A new study led by the University of Strathclyde will investigate how artificial intelligence (AI) and machine learning could expedite the development and production of mRNA-based vaccines and medicines. The initiative has received funding of over £440,000 from Innovate UK to explore faster processes in genomic medicine—analysing DNA to understand genetic makeup for treating cancer, rare diseases, or producing new vaccines.
The study will focus on testing lipid-based nanoparticles that encapsulate ribonucleic acid (RNA) for delivery into cells. RNA, present in all living cells, enables the body to construct cells or respond to immune challenges, while messenger RNA (mRNA) carries genetic instructions to create cells.
The consortium is led by Micropore Technologies, a Redcar-based drug formulation and manufacturing company, and includes researchers from the Universities of Northumbria, Teesside, and Strathclyde.
Professor Yvonne Perrie, Head of the Strathclyde Institute of Pharmacy and Biomedical Sciences, stated, “This research has the potential to transform the development and manufacturing of genomic medicines. By applying machine learning to these intricate processes, we aim to make significant strides in how quickly and effectively treatments can be brought to patients. We’re delighted to contribute our expertise in nanoparticle testing to this collaboration.”
Professor Wai Lok Woo of Northumbria University, Chair in Machine Learning, explained the challenges and goals of the study, “The development of genomic medicines is complex, with the encapsulation of nucleic acids within protective nanoparticles being perhaps the most critical stage in the manufacturing process. Process equipment design, operating approach, formulation and active product all impact on how these intracellular drugs behave, and current iterative approaches to understand these behaviours is highly time consuming.
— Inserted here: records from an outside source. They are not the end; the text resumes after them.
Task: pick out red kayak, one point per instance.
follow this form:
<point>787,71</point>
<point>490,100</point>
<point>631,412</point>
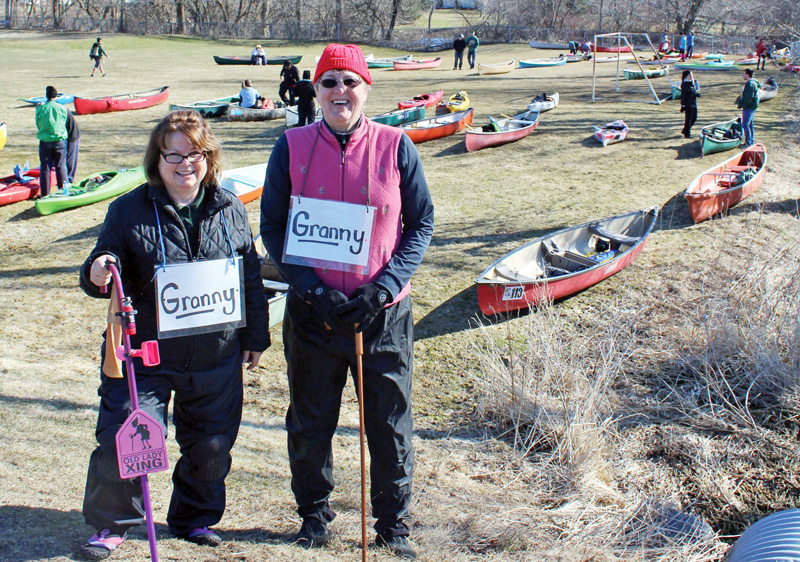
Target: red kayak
<point>428,100</point>
<point>122,102</point>
<point>12,189</point>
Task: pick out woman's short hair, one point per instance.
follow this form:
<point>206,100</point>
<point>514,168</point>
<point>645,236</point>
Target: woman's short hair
<point>192,126</point>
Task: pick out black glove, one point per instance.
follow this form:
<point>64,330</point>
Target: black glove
<point>365,304</point>
<point>324,301</point>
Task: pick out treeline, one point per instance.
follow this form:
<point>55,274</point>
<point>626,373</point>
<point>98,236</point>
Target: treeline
<point>380,19</point>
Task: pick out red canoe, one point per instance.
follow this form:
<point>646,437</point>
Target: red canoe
<point>122,102</point>
<point>438,127</point>
<point>13,190</point>
<point>719,188</point>
<point>428,100</point>
<point>602,49</point>
<point>564,262</point>
<point>417,64</point>
<point>502,131</point>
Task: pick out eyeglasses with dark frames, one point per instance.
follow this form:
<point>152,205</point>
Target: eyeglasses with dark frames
<point>175,158</point>
<point>332,82</point>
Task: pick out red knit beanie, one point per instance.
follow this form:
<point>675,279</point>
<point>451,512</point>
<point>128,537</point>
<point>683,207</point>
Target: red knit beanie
<point>343,57</point>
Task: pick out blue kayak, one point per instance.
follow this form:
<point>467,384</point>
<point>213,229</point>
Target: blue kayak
<point>60,98</point>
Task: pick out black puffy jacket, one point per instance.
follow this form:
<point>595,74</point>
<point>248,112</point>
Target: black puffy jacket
<point>130,234</point>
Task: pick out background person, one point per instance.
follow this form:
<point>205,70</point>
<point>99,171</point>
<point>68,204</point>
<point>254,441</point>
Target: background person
<point>249,96</point>
<point>346,157</point>
<point>458,47</point>
<point>51,130</point>
<point>97,53</point>
<point>472,48</point>
<point>258,56</point>
<point>689,95</point>
<point>290,76</point>
<point>179,216</point>
<point>306,108</point>
<point>748,103</point>
<point>73,146</point>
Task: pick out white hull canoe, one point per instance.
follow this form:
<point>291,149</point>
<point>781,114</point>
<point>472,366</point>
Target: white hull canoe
<point>502,131</point>
<point>538,63</point>
<point>616,131</point>
<point>722,186</point>
<point>565,262</point>
<point>496,68</point>
<point>544,102</point>
<point>246,183</point>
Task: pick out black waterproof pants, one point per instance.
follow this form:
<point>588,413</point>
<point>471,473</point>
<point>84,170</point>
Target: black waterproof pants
<point>318,361</point>
<point>207,412</point>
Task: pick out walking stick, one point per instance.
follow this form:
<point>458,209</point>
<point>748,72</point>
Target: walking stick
<point>133,463</point>
<point>360,385</point>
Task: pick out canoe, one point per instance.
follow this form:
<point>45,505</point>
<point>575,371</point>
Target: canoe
<point>457,102</point>
<point>208,108</point>
<point>400,116</point>
<point>121,102</point>
<point>720,137</point>
<point>386,62</point>
<point>438,127</point>
<point>711,65</point>
<point>294,59</point>
<point>21,186</point>
<point>246,183</point>
<point>496,68</point>
<point>425,100</point>
<point>610,133</point>
<point>60,98</point>
<point>239,113</point>
<point>544,102</point>
<point>722,186</point>
<point>636,74</point>
<point>565,262</point>
<point>545,45</point>
<point>502,131</point>
<point>292,119</point>
<point>417,64</point>
<point>614,49</point>
<point>769,91</point>
<point>91,189</point>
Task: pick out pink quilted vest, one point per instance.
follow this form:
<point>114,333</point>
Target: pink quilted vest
<point>368,167</point>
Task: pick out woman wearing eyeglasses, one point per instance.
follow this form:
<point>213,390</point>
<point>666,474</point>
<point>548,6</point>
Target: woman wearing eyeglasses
<point>347,216</point>
<point>185,252</point>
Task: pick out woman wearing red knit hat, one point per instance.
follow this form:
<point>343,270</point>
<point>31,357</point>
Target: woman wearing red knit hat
<point>348,270</point>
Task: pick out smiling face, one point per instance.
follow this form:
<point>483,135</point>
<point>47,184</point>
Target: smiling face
<point>342,106</point>
<point>182,180</point>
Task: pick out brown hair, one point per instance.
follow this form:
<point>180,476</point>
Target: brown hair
<point>192,126</point>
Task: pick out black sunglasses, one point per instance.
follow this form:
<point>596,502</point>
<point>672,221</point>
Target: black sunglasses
<point>332,82</point>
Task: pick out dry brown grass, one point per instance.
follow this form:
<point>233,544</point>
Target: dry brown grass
<point>619,440</point>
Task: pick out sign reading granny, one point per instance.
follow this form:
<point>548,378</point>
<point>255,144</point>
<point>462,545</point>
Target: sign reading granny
<point>200,297</point>
<point>329,234</point>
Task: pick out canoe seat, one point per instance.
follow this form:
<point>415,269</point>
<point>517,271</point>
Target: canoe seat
<point>603,232</point>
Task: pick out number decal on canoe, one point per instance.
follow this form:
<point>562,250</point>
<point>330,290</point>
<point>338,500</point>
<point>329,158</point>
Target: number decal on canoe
<point>513,293</point>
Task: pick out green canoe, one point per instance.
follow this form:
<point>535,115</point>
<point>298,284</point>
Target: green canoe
<point>91,189</point>
<point>720,137</point>
<point>207,108</point>
<point>400,116</point>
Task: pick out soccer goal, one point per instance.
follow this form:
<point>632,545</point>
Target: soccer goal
<point>624,47</point>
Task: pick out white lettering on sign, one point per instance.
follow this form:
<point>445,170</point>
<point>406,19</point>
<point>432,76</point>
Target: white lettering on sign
<point>329,234</point>
<point>200,297</point>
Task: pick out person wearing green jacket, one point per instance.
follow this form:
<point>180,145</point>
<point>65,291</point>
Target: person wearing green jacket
<point>51,130</point>
<point>748,103</point>
<point>472,47</point>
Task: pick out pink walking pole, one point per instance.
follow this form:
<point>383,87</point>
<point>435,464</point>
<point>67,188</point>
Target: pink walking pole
<point>150,356</point>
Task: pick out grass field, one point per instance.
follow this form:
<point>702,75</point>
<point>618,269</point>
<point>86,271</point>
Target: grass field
<point>658,436</point>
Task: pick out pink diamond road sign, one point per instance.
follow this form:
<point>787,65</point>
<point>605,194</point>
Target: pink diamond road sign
<point>141,447</point>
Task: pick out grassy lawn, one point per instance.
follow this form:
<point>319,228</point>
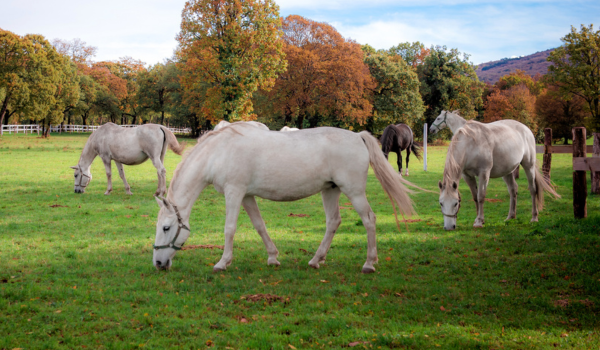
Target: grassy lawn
<point>77,269</point>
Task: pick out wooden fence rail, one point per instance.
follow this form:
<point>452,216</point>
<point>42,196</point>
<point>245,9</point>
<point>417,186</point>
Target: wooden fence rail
<point>30,128</point>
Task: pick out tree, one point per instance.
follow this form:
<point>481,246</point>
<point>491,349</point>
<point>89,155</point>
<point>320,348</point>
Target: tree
<point>449,82</point>
<point>412,53</point>
<point>516,103</point>
<point>395,97</point>
<point>326,81</point>
<point>576,68</point>
<point>235,47</point>
<point>560,112</point>
<point>29,75</point>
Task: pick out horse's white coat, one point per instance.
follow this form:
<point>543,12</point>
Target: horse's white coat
<point>242,162</point>
<point>129,146</point>
<point>483,151</point>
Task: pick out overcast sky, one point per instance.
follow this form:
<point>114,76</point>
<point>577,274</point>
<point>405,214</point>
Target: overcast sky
<point>146,29</point>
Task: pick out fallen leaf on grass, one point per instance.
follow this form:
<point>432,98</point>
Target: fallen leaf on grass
<point>259,297</point>
<point>353,344</point>
<point>202,246</point>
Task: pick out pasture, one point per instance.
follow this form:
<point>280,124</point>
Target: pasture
<point>77,269</point>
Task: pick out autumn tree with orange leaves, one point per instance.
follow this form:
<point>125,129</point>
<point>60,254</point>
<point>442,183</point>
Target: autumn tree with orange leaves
<point>326,78</point>
<point>234,47</point>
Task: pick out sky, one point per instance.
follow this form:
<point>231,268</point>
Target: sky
<point>146,29</point>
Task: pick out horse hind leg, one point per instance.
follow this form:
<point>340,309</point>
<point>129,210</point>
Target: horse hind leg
<point>251,208</point>
<point>512,186</point>
<point>331,198</point>
<point>108,168</point>
<point>362,207</point>
<point>122,175</point>
<point>162,176</point>
<point>233,201</point>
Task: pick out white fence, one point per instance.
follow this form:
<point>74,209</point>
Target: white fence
<point>31,128</point>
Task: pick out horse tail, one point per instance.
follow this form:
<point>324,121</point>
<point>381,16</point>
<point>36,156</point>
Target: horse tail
<point>393,184</point>
<point>416,149</point>
<point>542,185</point>
<point>172,141</point>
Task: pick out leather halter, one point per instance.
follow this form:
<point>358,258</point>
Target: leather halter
<point>180,225</point>
<point>81,178</point>
<point>457,209</point>
<point>442,122</point>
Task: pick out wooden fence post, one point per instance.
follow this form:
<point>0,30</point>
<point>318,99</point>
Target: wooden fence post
<point>579,177</point>
<point>547,164</point>
<point>596,174</point>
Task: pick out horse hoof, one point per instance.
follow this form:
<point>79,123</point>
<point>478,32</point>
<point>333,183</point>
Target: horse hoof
<point>368,270</point>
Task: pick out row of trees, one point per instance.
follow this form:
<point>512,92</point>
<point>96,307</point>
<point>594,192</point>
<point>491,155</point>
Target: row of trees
<point>238,60</point>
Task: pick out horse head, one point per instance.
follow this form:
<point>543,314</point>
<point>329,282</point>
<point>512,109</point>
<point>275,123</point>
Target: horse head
<point>171,234</point>
<point>82,178</point>
<point>449,202</point>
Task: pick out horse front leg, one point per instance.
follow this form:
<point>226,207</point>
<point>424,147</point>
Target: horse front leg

This creates a barrier to the timely and successful development and manufacture of nano-delivered intracellular drugs.
“Our intention is to use machine learning to identify and learn this complex series of relationships and build models which can accelerate formulation development. This will make a step-change improvement to the speed and efficiency with which new genomic medicines can progress from discovery to real application in disease prevention and treatment.”
Micropore Technologies, known for its Advanced Crossflow technology, will implement machine learning models alongside university researchers to enhance the efficiency of drug formulation.
Dave Palmer, Technical Manager at Micropore Technologies, said, “We are looking forward to working with our partners to exploit machine learning to speed up the initial lab scale development and production pathway to improve the manufacturing process and ultimately bring new genomic medicines into use much more quickly than had previously been possible.”
This project highlights the University of Strathclyde’s role in fostering health innovation and collaborating with academic and industry leaders to address critical challenges in medicine.